Get all rules for the Ground Truth.

Parameters:
  • project_id – Id of the Squirro project

  • groundtruth_id – Id of the GroundTruth

get_groundtruths(project_id)#

Return all ground truth for a project in a list.

Parameters:

project_id – Id of the Squirro project.

modify_groundtruth(project_id, groundtruth_id, name=None, config=None)#

Modify an existing Ground Truth.

Parameters:
  • project_id – Id of the Squirro project.

  • groundtruth_id – Id of the Ground Truth.

  • name – Name of the Ground Truth.

  • config – Dictionary of Ground Truth config.

modify_groundtruth_label(project_id, groundtruth_id, label_id, validity, label=None)#

Modify an existing labeled extract.

Parameters:
  • project_id – Id of the Squirro project

  • groundtruth_id – Id of the Ground Truth

  • label_id – Id of the labeled extract

  • validity – validity of the labeled extract

  • label – label of the labeled extract

modify_groundtruth_rule(project_id, groundtruth_id, rule_id, rule)#

Modify an existing rule.

Parameters:
  • project_id – Id of the Squirro project.

  • groundtruth_id – Id of the Ground Truth.

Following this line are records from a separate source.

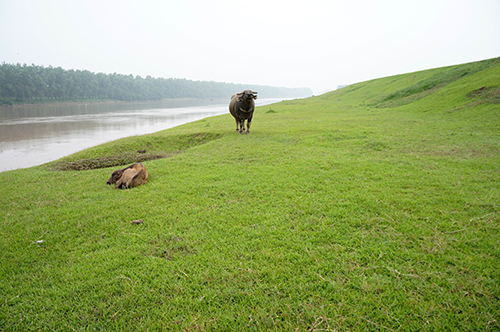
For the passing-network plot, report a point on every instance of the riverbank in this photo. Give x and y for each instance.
(347, 211)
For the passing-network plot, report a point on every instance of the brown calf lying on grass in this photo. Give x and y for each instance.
(129, 177)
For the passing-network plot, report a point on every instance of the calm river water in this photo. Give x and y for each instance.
(34, 135)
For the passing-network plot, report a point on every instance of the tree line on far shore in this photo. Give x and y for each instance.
(33, 84)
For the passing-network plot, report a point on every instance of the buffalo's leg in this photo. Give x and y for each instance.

  • rule_id – Id of the rule

  • rule – information of the rule.

new_groundtruth(project_id, name, config)#

Create a new Ground Truth.

Parameters:
  • project_id – Id of the Squirro project.

  • name – Name of the Ground Truth.

  • config – Ground Truth Config.

new_groundtruth_label(project_id, groundtruth_id, label)#

Create a new labeled extract.

Parameters:
  • project_id – Id of the Squirro project.

  • groundtruth_id – Id of the Ground Truth

  • label – information of the labeled extract.

new_groundtruth_labels(project_id, groundtruth_id, labels)#

Create multiple labeled extracts.

Parameters:
  • project_id – Id of the Squirro project.

  • groundtruth_id – Id of the Ground Truth.

  • labels – list of dicts, where each dict contains information of a labeled extract.

new_groundtruth_rule(project_id, groundtruth_id, rule)#

Create a new rule in Ground Truth.

Parameters:
  • project_id – Id of the Squirro project.

  • groundtruth_id – Id of the Ground Truth

  • rule – information of the rule.